- 2 lbs boneless, skinless chicken breasts, thinly sliced
- 1/2 tablespoon Creole seasoning
- 1/2 tablespoon Cilantro Mojo Seasoning (Tupperware)
- 1 tablespoon vegetable oil
- 10 oz bag rainbow slaw mix
- ¼ cup minced fresh cilantro
- 2 jalapenos, seeded and minced
- 2 tablespoons fresh lime juice
- 1 teaspoon honey
- ¼ teaspoon salt
- 10-count package taco size flour tortillas
- Pico de gallo
- Sour Cream
Sprinkle chicken with Creole & Cilantro Mojo seasonings. In a large skillet, heat oil over medium-high heat. Add chicken, and cook, stirring frequently, for 6 minutes, or until cooked through. Combine coleslaw mix, cilantro, jalapenos, lime juice, honey, and salt in a bowl. Serve chicken, pico, sour cream and slaw on tortillas.

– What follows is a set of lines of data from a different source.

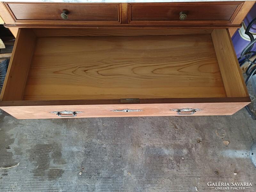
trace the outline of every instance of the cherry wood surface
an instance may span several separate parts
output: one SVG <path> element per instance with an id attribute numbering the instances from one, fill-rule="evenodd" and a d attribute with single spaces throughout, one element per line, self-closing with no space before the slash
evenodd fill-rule
<path id="1" fill-rule="evenodd" d="M 7 4 L 17 20 L 64 20 L 63 10 L 68 12 L 67 21 L 119 21 L 120 4 L 55 4 L 12 3 Z"/>
<path id="2" fill-rule="evenodd" d="M 228 23 L 232 22 L 243 4 L 242 2 L 131 3 L 128 4 L 128 19 L 131 23 L 139 21 L 156 23 L 178 21 L 181 23 L 191 21 L 222 21 Z M 180 20 L 180 13 L 182 11 L 187 15 L 185 20 Z"/>
<path id="3" fill-rule="evenodd" d="M 255 1 L 122 3 L 0 2 L 9 28 L 239 28 Z M 68 19 L 60 17 L 63 10 Z M 179 13 L 186 12 L 185 20 Z"/>

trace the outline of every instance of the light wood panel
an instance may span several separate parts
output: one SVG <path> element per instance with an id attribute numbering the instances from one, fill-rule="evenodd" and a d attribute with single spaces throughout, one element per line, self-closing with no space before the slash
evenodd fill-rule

The original recipe calls for 1 Tablespoon of Creole seasoning, but I just love the Mojo seasoning so much I had to use it. I was also surprised how much I liked the slaw. I didn't think it was going to have enough liquid but it really was very good and was not too spicy. I made the slaw in advance to let the ingredients marry before serving. I served this with Spanish rice.